ろくでなしのうた

 羂索は陽だまりに浸かったような心地に満たされながらゆるゆると瞬いた。
 まだ寝起きではっきりとしない頭を掻きながらのそりと上半身だけを起き上がらせる。
 ──なんだか、すごくいい夢を見た気がする。
 いい夢、という朧げな感触は残っているものの、それがどんなものだったのかは目覚めてしまった今となっては判然としない。
 ただ、いい夢だった。
 夢見がいいおかげかなんだか心ばかりでなく身体もすっきりしている。溜まっていた澱がなくなったような感覚だった。
 寝室のカーテンの隙間から入ってくる陽射しは明るく、気持ちのいいくらいの晴天だ。ただ陽射しの強さを見る限り時間帯はとっくに朝を過ぎて昼を迎えているように思えた。

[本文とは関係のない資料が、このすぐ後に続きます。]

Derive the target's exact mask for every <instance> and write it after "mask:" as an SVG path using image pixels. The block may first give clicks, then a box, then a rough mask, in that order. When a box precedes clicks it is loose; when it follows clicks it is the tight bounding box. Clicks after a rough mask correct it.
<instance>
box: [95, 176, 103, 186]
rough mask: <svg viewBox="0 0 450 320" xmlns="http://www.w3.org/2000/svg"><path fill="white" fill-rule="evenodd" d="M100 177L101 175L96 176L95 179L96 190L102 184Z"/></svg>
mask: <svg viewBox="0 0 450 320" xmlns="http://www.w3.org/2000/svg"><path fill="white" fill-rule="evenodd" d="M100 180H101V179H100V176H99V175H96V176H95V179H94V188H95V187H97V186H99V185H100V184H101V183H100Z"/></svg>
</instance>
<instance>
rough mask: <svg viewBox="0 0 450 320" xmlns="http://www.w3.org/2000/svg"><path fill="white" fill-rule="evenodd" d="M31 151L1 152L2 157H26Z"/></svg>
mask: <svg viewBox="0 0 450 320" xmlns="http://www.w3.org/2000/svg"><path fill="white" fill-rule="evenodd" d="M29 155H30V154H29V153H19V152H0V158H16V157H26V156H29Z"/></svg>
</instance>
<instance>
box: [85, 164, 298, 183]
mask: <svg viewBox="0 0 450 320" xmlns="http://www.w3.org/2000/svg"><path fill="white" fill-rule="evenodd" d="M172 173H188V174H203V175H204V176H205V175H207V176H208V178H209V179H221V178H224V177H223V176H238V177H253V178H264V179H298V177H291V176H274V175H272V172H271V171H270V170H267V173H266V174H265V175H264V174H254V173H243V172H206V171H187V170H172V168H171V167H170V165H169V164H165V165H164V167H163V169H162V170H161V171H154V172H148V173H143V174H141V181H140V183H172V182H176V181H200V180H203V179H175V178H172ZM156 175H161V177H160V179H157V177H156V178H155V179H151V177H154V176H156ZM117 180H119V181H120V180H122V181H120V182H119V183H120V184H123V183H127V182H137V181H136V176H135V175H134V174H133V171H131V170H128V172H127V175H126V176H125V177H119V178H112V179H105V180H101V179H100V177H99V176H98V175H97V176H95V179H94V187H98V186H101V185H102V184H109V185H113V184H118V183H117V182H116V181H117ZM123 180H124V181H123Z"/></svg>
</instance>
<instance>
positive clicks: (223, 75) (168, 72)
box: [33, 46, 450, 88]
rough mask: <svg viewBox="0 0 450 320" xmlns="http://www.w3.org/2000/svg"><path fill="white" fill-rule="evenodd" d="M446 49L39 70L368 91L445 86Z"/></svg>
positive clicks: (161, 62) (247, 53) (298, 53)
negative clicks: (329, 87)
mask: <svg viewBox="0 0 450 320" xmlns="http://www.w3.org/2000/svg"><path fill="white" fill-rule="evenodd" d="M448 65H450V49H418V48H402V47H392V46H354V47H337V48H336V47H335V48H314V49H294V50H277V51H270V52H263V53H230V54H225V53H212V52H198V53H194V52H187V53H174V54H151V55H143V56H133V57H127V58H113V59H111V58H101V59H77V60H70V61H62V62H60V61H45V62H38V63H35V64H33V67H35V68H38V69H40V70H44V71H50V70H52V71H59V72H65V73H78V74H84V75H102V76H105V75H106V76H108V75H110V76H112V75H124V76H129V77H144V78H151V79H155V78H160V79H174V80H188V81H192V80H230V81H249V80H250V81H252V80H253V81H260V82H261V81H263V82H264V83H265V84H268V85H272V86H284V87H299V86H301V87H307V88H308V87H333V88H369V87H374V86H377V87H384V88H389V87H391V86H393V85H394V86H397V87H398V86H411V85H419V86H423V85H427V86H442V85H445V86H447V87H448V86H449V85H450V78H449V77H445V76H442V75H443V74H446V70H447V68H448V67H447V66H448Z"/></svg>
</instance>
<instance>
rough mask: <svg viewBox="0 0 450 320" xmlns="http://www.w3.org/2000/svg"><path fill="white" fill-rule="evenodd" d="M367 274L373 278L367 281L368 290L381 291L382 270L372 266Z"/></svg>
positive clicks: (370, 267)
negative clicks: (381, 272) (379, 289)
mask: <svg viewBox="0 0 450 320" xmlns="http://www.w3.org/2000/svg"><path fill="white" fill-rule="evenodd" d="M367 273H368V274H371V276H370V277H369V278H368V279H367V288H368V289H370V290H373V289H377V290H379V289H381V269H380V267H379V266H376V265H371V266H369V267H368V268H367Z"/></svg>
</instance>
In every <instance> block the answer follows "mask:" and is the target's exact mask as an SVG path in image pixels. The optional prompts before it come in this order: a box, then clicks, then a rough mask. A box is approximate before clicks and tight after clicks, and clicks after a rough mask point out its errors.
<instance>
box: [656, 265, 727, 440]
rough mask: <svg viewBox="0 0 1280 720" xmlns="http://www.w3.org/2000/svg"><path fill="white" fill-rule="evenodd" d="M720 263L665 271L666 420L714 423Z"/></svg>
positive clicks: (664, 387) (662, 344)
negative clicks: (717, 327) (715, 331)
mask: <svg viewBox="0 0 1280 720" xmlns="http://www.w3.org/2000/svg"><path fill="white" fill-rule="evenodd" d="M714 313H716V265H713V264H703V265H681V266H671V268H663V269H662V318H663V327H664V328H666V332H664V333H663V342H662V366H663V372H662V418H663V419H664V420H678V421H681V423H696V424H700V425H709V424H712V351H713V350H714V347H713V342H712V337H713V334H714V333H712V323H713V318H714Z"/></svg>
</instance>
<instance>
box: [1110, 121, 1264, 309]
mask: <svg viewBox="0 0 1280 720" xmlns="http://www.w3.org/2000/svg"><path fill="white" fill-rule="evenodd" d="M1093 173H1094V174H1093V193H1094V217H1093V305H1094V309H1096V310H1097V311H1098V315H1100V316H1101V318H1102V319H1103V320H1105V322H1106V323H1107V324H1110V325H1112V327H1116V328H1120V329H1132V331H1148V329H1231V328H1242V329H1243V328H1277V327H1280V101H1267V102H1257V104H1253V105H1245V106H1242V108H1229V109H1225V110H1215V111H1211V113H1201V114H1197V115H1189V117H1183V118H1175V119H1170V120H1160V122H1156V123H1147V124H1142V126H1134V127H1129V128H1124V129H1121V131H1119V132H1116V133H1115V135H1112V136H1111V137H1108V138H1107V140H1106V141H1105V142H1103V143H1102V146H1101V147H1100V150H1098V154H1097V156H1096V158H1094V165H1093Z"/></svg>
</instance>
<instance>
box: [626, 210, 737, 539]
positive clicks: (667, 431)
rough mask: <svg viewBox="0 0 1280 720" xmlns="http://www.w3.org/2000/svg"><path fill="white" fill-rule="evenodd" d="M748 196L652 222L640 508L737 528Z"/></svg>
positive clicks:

 寝起きの頭でそんなことをぼーっと考えながら、ベッドサイドに置いてあったスマホを取る。今の時刻を確認するために画面をタップすると現在時刻とともに髙羽からのメッセージが通知に表示されていた。
 
『ごめん、バイト先から連絡があって朝イチのシフトに入ることになったから帰る。合鍵勝手に借りちゃったけど次会ったときに返すから』
 
 髙羽からのそのメッセージを読んで羂索は漸う昨日のことを思い出した。
 昨日は羂索の部屋で髙羽と二人で飲み会をしたのだ。
 一ヶ月ほど前に先輩芸人が流行病にかかり、急遽その代打で羂索たちピンチャンが生放送の特番に出ることになった。代打とはいえ、ひな壇芸人の中でもそれなりに目立つ結果を残すことになり、羂索たちとしても手応えを感じた仕事だった。その手応えは間違いではなく、その特番からじわじわと仕事が増え始めた。まだまだ売り出し中であることには違いないし、髙羽だってまだバイト戦士と芸人の二足の草鞋を履いている。けれども、羂索たちは確実に芸人として芽が出始めていた。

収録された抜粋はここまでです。